Amazon, que ha anunciado un total de 30.000 recortes de empleo desde octubre de 2022, continúa enfrentando escrutinio no solo por sus reducciones de fuerza laboral sino también por sus prácticas comerciales. Entre los afectados por los recientes despidos se encuentra la periodista Caroline O’Donovan, quien informó sobre empresas de tecnología centrándose en Amazon para The Washington Post. Este importante recorte ha provocado debates sobre las implicaciones de las grandes corporaciones en el periodismo y la economía en general.
Según los informes, UPS ha indicado planes para eliminar alrededor de 78.000 puestos de trabajo para 2026, una decisión que sigue una tendencia de reducción del tamaño de la fuerza laboral entre las principales empresas. Tanto los directores ejecutivos de Amazon como de UPS han recibido una compensación sustancial: se informa que el director ejecutivo de Amazon ganó más de 40 millones de dólares en 2024, mientras que el director ejecutivo de UPS ganó 24 millones de dólares. Esta disparidad ha estimulado comentarios sobre las desigualdades percibidas en las empresas estadounidenses.
Nuevas presentaciones también sugieren que Amazon se está preparando para despidos adicionales, que afectarán específicamente a casi 800 trabajadores en sus oficinas del Área de la Bahía. Los expertos afirman que las inversiones en inteligencia artificial y automatización son factores importantes que impulsan estos despidos, y otras empresas como Dow Chemical también anunciaron recortes de 4.500 puestos de trabajo.
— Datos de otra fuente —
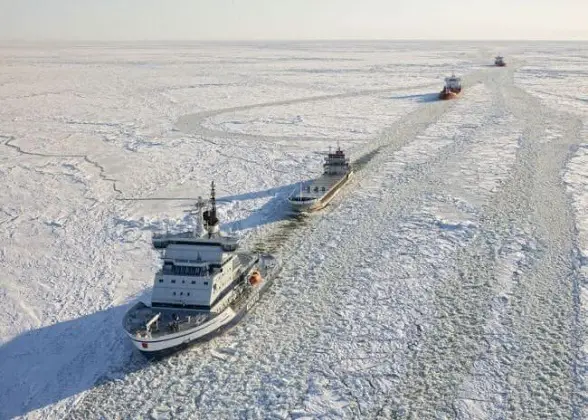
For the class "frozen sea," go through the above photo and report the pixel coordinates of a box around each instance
[0,41,588,419]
A medida que los mercados laborales se endurecen en medio de estos acontecimientos, también se espera que cambie el comportamiento de los consumidores. Los observadores señalan que a medida que las personas reevalúan sus gastos, particularmente en suscripciones como The Washington Post, surgen preguntas sobre la dependencia constante de servicios como Amazon Prime en medio de un panorama económico cambiante.